Ford did this in the days of the Ford Best Practice Replication System. Through applying continuously decreasing operating budgets, they forced their plants into a situation where they had to learn in order to deliver.

John Browne (the BP CEO in the 90s and early 00s) did this in BP. He expected every project to deliver better than the previous project, and his budget allocations and performance targets reflected this. He forced continuous improvement in delivery and cost, and the only way to continuously improve was to continuously learn. For the project manager, these "stretch goals" were seriously uncomfortable ("How the h*** does he expect me to cut the budget by another 20%?”) and it pushed them to seek advice, look for the best of the best, and build upon the entire knowledge base of the organisation. As a result, these stretch targets were drivers of innovation, knowledge management and continuous improvement.

It's a question of receptivity.

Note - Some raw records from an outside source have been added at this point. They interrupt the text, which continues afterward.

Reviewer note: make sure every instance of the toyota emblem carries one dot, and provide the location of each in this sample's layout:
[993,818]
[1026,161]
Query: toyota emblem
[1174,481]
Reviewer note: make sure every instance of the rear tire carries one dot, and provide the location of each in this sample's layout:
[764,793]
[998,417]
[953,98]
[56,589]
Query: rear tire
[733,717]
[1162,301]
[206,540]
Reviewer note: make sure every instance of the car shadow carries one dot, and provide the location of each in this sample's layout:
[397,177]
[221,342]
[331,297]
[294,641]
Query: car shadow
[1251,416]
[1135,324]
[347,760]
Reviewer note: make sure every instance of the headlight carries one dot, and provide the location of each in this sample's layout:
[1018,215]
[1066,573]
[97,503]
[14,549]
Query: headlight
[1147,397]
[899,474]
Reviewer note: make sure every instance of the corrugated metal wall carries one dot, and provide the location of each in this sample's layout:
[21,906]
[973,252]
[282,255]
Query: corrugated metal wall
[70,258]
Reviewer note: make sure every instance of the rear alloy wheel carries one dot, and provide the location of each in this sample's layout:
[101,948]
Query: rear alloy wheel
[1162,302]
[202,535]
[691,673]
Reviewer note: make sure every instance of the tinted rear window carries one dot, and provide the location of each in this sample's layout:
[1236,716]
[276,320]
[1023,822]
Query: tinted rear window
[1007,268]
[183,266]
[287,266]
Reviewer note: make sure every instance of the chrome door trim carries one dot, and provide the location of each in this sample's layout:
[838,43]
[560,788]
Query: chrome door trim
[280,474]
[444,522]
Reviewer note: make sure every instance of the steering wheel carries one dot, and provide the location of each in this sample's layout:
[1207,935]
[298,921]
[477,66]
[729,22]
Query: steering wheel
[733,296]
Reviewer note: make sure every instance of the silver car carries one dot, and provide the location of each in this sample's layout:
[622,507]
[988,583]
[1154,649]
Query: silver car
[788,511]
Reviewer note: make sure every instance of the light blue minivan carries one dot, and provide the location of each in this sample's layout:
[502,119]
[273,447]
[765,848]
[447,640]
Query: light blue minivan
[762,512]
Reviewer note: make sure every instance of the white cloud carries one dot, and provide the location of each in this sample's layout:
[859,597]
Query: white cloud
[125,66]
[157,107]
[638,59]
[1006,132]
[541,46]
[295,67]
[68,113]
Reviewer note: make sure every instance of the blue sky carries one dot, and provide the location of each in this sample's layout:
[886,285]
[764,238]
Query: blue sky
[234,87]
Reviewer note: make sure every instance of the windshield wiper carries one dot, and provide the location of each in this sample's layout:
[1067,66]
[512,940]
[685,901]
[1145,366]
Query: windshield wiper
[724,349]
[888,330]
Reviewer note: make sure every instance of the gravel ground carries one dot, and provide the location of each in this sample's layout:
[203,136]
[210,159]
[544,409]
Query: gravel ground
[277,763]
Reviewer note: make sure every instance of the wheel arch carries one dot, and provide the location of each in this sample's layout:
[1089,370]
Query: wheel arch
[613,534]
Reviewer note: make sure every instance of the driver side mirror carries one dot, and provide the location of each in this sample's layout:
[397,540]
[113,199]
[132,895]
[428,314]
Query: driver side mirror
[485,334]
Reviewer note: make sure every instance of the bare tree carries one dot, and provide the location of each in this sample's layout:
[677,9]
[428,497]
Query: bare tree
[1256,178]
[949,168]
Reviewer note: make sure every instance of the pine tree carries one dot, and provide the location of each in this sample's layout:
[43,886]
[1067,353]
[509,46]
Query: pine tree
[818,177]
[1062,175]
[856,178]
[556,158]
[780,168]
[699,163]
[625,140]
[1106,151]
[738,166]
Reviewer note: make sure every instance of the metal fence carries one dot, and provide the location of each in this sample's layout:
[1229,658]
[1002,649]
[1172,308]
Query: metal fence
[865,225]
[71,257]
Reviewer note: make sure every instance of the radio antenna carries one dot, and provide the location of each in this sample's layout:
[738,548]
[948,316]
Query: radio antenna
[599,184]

You can't transfer knowledge unless the recipient is receptive.
To be receptive, they need to have feel a need to learn, and they have to think that their own personal knowledge is not enough to solve the challenge.

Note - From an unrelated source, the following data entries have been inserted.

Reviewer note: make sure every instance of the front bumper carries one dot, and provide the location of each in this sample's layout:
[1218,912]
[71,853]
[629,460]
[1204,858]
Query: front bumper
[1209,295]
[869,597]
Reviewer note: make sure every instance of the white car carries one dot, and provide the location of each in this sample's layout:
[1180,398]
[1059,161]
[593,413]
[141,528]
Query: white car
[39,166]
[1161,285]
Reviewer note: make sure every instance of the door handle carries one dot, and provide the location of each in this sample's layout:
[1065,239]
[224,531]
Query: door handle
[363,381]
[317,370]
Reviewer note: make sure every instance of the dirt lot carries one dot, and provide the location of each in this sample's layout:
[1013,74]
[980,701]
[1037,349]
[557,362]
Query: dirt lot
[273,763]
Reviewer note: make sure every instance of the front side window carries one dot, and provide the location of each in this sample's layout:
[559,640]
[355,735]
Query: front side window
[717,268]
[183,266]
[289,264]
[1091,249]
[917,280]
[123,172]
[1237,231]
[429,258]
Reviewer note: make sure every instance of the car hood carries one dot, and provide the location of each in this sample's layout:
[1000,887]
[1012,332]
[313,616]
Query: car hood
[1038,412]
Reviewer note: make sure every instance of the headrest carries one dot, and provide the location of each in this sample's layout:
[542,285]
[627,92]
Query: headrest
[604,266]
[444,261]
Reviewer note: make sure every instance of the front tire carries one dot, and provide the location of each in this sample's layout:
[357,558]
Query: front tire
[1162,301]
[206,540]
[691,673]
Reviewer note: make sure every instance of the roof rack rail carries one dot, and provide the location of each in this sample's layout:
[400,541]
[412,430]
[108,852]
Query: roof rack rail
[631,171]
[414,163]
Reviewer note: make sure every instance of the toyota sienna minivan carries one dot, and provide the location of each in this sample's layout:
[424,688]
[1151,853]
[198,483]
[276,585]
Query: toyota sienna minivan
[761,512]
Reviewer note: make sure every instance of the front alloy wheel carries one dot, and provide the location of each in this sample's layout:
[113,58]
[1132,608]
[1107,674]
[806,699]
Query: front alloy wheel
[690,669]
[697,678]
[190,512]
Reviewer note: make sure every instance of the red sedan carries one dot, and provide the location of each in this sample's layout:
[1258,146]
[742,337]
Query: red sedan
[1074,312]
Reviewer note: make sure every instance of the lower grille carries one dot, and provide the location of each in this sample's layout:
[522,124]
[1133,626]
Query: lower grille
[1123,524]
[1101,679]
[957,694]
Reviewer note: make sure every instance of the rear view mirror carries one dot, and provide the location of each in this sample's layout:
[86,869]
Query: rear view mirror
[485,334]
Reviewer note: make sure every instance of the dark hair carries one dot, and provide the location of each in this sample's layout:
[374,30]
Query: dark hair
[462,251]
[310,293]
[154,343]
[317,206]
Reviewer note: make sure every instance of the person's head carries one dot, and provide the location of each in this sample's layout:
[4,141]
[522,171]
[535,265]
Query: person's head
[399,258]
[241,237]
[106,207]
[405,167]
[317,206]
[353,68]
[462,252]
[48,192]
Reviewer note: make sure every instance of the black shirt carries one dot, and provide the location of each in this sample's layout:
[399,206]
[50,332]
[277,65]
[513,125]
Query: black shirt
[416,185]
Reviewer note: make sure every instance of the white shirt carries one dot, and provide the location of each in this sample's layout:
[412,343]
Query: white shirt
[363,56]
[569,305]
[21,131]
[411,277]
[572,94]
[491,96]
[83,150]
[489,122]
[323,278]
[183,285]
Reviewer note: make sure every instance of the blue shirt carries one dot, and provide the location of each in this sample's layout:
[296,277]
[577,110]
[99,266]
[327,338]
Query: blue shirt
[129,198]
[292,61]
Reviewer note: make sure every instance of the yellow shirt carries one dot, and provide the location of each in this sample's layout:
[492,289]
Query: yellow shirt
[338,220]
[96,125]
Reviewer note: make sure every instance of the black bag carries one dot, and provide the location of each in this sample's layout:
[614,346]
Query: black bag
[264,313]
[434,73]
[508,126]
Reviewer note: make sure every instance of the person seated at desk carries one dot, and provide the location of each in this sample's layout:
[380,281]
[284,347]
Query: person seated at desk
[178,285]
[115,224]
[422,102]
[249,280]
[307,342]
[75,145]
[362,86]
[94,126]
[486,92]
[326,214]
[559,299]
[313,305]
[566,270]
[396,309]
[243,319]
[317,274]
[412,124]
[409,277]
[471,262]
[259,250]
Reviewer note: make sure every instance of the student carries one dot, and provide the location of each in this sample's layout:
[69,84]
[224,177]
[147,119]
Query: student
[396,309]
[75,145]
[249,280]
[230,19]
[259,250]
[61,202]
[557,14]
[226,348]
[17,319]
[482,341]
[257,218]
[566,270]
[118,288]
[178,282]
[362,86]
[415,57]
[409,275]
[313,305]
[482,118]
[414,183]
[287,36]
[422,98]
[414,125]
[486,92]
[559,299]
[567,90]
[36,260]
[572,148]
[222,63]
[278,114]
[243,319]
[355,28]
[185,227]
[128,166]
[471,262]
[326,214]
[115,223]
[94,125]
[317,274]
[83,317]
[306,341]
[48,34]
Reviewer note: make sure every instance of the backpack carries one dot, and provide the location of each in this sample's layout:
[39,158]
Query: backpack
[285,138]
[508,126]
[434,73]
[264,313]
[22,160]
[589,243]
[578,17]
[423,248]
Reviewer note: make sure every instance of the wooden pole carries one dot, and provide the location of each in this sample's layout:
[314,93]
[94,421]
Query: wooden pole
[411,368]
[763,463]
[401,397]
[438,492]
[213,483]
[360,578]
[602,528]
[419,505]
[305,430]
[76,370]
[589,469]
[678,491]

Tough targets alone are not the answer.

Do not think that I am just advocating setting arbitrary stretch goals which cannot be reached, That would be crazy; demoralising to staff and suicide for the organisation.

Instead I am advocating challenging people to do at least as well, if not better, than their colleagues, and combining this with a KM system that makes it possible to learn from these collagues. 

In both the Ford and BP cases, the strong delivery push from management was coupled with an effective knowledge management framework. Just increasing the pressure without providing systems for learning would not have worked – it would have added stress to the organisation. Increasing the pressure while also providing good KM, on the other hand, provided the incentives for knowledge to flow around the system to where it was needed (driven by “demand Pull”), and fuelled continuous performance increase over a number of years.

So remember, if you want to promote a knowledge seeking culture in your company (and a knowledge seeking culture is a far better driver of KM than a knowledge sharing culture), then your senior managers may need to push people out of the comfort zone where they can rely on what they already know.